Synopsis: Four outsiders in the world of high-finance who predicted the credit and housing bubble collapse of the mid-2000s decide to take on the big banks for their lack of foresight and greed.
Stars: Steve Carell, Christian Bale, Ryan Gosling, Marisa Tomei, Melissa Leo, Brad Pitt, Rafe Spall, Tracy Letts, John Magaro, Jeremy Strong, Byron Mann, Finn Wittrock, Hamish Linklater
Director: Adam McKay
Running Length: 130 minutes
Trailer Review: Here
TMMM Score: (7.5/10)
Review: Want to do something nice for your stockbroker this holiday weekend? Ask them to accompany you to a screening of The Big Short, pay their way in, and then when it’s over ask them to explain the film to you. Yes, this true story of the bursting of the housing market bubble is a dense watch and would benefit from studying a textbook beforehand…but at the same times it’s a riotously funny and routinely ribald comedy more entertaining than it has any right to be.
Though I’m not normally a fan of director Adam McKay (Anchorman 2: The Legend Continues), he’s turned in his most timely and mature work to date, juggling multiple storylines and characters over several years without ever losing the thread of what a tremendous disaster this downfall was to the economy. Adapted by McKay and co-writer Charles Randolph from the book by Michael Lewis, The Big Short is big on market-savvy terms, facts, and figures but short on overall time to explain everything along the way.
Following four distinct sets of characters of various stature that overlap throughout the years, it’s a movie you have to buckle up and into from the beginning.
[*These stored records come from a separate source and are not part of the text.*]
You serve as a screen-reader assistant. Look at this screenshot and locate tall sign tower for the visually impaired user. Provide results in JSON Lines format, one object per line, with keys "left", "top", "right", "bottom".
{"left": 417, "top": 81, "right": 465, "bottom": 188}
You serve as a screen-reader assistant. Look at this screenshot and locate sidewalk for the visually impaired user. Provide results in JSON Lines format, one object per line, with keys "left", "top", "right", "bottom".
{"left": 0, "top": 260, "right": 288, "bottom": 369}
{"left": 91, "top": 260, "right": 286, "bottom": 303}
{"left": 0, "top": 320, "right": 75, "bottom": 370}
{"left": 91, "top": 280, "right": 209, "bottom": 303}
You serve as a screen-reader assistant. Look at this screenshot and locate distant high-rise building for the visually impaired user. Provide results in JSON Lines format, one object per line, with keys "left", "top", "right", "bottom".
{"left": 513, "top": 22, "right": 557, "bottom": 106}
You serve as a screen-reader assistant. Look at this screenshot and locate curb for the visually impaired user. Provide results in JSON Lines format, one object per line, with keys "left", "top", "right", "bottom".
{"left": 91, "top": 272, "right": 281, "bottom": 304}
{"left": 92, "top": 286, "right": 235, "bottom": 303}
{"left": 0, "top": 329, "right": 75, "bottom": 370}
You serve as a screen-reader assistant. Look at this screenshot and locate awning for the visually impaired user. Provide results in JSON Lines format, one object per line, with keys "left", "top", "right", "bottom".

I was worried early on that I was going to wind up emerging as a true dumb dumb, never truly grasping the enormity of the situation or how things got as bad as it did. Thankfully, McKay’s script had the foresight to predict this and employs a clever means to explain things in terms that the average Joe (me!) can understand. I won’t spoil some of this surprisingly adept tactics for you, but I will say that it involves celebrities playing themselves breaking the fourth wall to speak directly to us.
McKay was lucky to gather the high-caliber cast he did. It’s mostly a boys club here with the likes of Steve Carell (Foxcatcher), Ryan Gosling (The Place Beyond the Pines), Christian Bale (Out of the Furnace), and Brad Pitt (World War Z) taking on roles of those involved to varying degrees of seeing a problem on the horizon and then deliberately setting up the market to fail so they can profit. Moral quandaries are few with only Carell standing up for the littler guy, gaining a conscience that stands him apart from his cut-throat colleagues.
In the supporting department, Marisa Tomei (Love the Coopers) is appreciated as always as Carell’s wife and even the usually campy Melissa Leo (Olympus Has Fallen) channels her natural tendency to overplay things into a dandy of a cameo as a Wall Street player conducting a meeting from behind some Mr. Magoo-ish optometrist shades. Strong turns from Rafe Spall (Prometheus), Hamish Linklater (Magic in the Moonlight), and Finn Wittrock (Unbroken) round out a uniformly strong ensemble.
Though it deals with events that led to the ruin of many (mostly middle to lower class households), the film is surprisingly engaging and entertaining. It feels like the movie that The Wolf of Wall Street thought it was behind all of the showboating performances and excessive running time. The Big Short is still too long at 130 minutes but unlike Wolf, it gives the audience someone (anyone) to relate to.
The market is slowly building itself up again but if the final moments of the film are any indication, this is a problem that isn’t totally vanquished…making the movie ultimately a cautionary tale of unfettered greed and unregulated ambition.